SAUDI ARABIAN IMO Booklet 2023

(Base on the solution of Ali Alramdan, IMO 2023's team member)

For two times Khalid visits a square on two different directions, one of them he will go up and go right for the other. Let $f(i,j)$ be the number of time Khalid visited square $(i,j)$ so $f(0,0)=s$ for some positive integer $s$ and $$f(i,j)=\frac{f(i-1,j)+f(i,j-1)}{2}.$$ By induction on $i+j$, one can prove that the color of cell $(i,j)$ after precisely $s$ walks is $f(i,j)\mathrm{mod}2$ where 1 is black and 0 is white. Define $g(i,j)=f(i,j)\cdot 2^{i+j}$ for $0\le i,j\le n-1$, then $$g(i,j)=g(i-1,j)+g(i,j-1).$$ Since $g(0,0)=f(0,0)=s$, then base on the Pascal triangle formula, one can get $$g(i,j)=s\cdot \left(\genfrac{}{}{0ex}{}{i+j}{i}\right)⟹f(i,j)=\frac{s\cdot \left(\genfrac{}{}{0ex}{}{i+j}{i}\right)}{2^{i+j}}.$$ Thus for all squares to be white again, we need to find $f(i,j)$ to be even for all $i,j\le n-1$, or $$v_2(s)+v_2\left(\left(\genfrac{}{}{0ex}{}{i+j}{i}\right)\right)\ge i+j+1.$$ Now take $s=s_0=2^{2n-1-v_2\left(\left(\genfrac{}{}{0ex}{}{2n-2}{n-1}\right)\right)}$ which is the smallest positive integer such that $f(n-1,n-1)$ is even.

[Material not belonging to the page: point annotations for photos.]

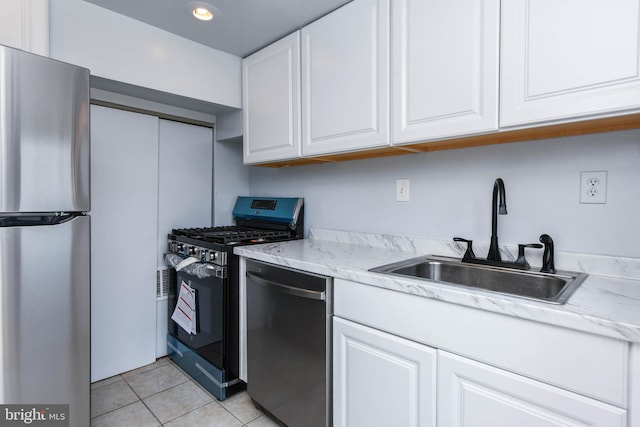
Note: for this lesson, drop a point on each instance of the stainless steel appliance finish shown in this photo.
(44, 134)
(289, 343)
(44, 234)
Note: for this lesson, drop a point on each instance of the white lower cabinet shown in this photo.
(473, 394)
(483, 369)
(380, 379)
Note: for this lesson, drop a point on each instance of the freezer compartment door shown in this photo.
(44, 316)
(44, 134)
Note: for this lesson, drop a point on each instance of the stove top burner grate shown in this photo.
(232, 235)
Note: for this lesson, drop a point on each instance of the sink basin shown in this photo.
(552, 288)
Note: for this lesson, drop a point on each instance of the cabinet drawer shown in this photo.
(588, 364)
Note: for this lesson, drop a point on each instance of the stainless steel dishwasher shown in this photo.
(289, 344)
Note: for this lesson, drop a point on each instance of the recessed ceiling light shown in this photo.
(202, 10)
(203, 14)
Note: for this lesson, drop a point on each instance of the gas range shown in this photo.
(204, 267)
(258, 220)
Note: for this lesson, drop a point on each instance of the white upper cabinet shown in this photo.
(445, 68)
(345, 79)
(271, 102)
(568, 59)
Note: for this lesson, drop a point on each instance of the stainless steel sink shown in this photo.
(552, 288)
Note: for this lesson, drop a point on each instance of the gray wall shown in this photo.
(451, 193)
(230, 179)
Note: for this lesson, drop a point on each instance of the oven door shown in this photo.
(210, 338)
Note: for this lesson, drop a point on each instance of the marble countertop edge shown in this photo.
(602, 305)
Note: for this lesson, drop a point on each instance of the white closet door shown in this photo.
(124, 201)
(185, 179)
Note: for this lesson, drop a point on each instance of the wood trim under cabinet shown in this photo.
(608, 124)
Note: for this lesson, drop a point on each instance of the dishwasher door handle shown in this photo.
(286, 289)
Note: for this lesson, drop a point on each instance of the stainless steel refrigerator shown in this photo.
(44, 234)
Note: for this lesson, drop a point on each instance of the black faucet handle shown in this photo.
(469, 253)
(548, 265)
(522, 261)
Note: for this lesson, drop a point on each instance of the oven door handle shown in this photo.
(286, 289)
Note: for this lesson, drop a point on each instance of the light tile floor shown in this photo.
(161, 394)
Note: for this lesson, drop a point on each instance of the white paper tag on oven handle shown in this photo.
(186, 262)
(185, 313)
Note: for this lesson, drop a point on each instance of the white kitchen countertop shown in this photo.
(607, 303)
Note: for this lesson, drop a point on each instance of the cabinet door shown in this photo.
(570, 58)
(380, 379)
(345, 79)
(472, 394)
(271, 102)
(445, 75)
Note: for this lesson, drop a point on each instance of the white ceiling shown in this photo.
(242, 27)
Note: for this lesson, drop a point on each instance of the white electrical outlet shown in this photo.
(593, 187)
(402, 190)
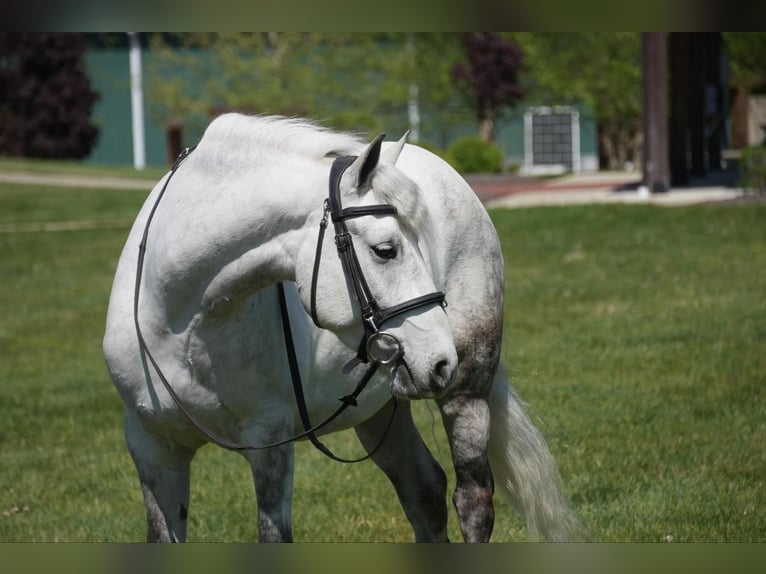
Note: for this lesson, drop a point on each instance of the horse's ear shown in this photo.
(392, 153)
(360, 170)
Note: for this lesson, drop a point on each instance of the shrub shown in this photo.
(45, 96)
(752, 164)
(434, 149)
(471, 154)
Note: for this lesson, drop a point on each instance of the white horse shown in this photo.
(241, 214)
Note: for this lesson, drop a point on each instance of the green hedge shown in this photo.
(470, 154)
(753, 169)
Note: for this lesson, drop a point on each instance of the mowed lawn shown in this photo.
(635, 334)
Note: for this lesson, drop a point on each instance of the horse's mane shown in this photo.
(235, 134)
(233, 138)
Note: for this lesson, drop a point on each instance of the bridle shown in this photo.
(380, 346)
(376, 348)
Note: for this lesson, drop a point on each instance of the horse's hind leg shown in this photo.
(273, 471)
(466, 420)
(163, 470)
(418, 479)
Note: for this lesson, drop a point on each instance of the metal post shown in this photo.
(137, 102)
(655, 116)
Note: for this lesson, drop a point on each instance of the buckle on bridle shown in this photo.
(343, 241)
(384, 348)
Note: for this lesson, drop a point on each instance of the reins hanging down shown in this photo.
(309, 430)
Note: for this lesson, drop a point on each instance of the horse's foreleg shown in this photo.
(466, 420)
(273, 477)
(418, 479)
(163, 470)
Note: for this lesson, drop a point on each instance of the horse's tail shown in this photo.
(524, 469)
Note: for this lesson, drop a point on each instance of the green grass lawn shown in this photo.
(636, 334)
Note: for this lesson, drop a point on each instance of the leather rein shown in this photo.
(373, 318)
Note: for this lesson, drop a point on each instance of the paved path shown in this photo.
(601, 187)
(496, 191)
(69, 180)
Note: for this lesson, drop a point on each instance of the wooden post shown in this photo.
(655, 115)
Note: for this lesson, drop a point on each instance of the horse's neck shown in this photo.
(226, 236)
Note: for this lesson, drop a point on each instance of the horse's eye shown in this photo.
(385, 250)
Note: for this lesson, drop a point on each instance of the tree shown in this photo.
(490, 77)
(747, 55)
(45, 96)
(601, 70)
(348, 81)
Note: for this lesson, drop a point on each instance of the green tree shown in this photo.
(601, 70)
(747, 58)
(345, 80)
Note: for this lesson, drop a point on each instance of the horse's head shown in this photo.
(371, 282)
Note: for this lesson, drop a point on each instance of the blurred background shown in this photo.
(677, 106)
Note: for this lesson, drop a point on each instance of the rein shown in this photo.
(309, 430)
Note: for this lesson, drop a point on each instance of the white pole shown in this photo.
(414, 114)
(137, 102)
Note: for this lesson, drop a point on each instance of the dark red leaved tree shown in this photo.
(490, 77)
(45, 96)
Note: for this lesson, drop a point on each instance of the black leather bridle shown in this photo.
(377, 347)
(380, 346)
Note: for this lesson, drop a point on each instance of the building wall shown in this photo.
(109, 71)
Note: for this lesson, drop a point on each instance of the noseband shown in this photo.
(380, 346)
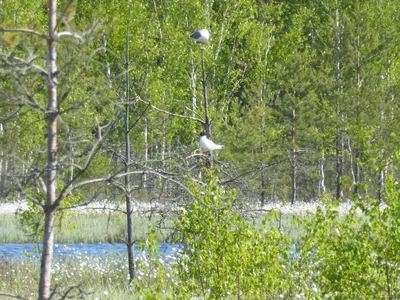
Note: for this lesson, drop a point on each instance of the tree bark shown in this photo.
(128, 191)
(294, 157)
(207, 123)
(52, 113)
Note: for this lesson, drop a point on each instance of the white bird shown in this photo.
(201, 36)
(207, 145)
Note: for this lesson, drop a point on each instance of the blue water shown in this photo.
(21, 251)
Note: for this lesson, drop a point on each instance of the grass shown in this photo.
(86, 228)
(100, 277)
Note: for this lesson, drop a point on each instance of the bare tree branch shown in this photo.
(24, 30)
(70, 34)
(172, 114)
(11, 296)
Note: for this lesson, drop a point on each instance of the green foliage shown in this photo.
(151, 280)
(354, 254)
(224, 255)
(32, 218)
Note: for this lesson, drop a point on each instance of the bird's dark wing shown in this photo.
(196, 34)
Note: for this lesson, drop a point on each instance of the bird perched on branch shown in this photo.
(201, 36)
(206, 144)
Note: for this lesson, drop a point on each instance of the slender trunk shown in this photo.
(52, 113)
(339, 88)
(294, 158)
(146, 152)
(321, 187)
(207, 124)
(193, 79)
(128, 192)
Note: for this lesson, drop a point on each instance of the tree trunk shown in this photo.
(52, 113)
(321, 187)
(128, 191)
(294, 158)
(207, 124)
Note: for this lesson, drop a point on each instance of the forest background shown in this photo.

We will prove that this choice is also such that: $f(i,j)$ are all even for all $0\le i,j\le n-1$. We deduce to prove for $j=n-1$ since the remaining values can be restore by these values as some linear combinations of even numbers with integer coefficients. Put $k=v_2\left(\left(\genfrac{}{}{0ex}{}{2n-2}{n-1}\right)\right)$ then we need to prove for that $$v_2\left(\left(\genfrac{}{}{0ex}{}{2n-2-i}{n-1}\right)\right)\ge k-1,\forall i=0,1,\dots ,k.$$ Note that $$\left(\genfrac{}{}{0ex}{}{2n-2-i}{n-1}\right)=\left(\genfrac{}{}{0ex}{}{2n-2}{n-1}\right)\cdot \frac{(n-1)(n-2)\dots (n-i)}{(2n-2)(2n-3)\dots (2n-1-i)}$$ implies that each even term of the product in the denominator of the fraction has its corresponding half in the numerator, so it could eat at most one 2 from the prime factorization, hence $$v_2\left(\left(\genfrac{}{}{0ex}{}{2n-2-i}{n-1}\right)\right)\ge v_2\left(\left(\genfrac{}{}{0ex}{}{2n-2}{n-1}\right)\right)-\lfloor \frac{i}{2}\rfloor =k-\lfloor \frac{i}{2}\rfloor \ge k-i.$$ Therefore, the minimum value of $s$ is $s_0$ defined as above. ☐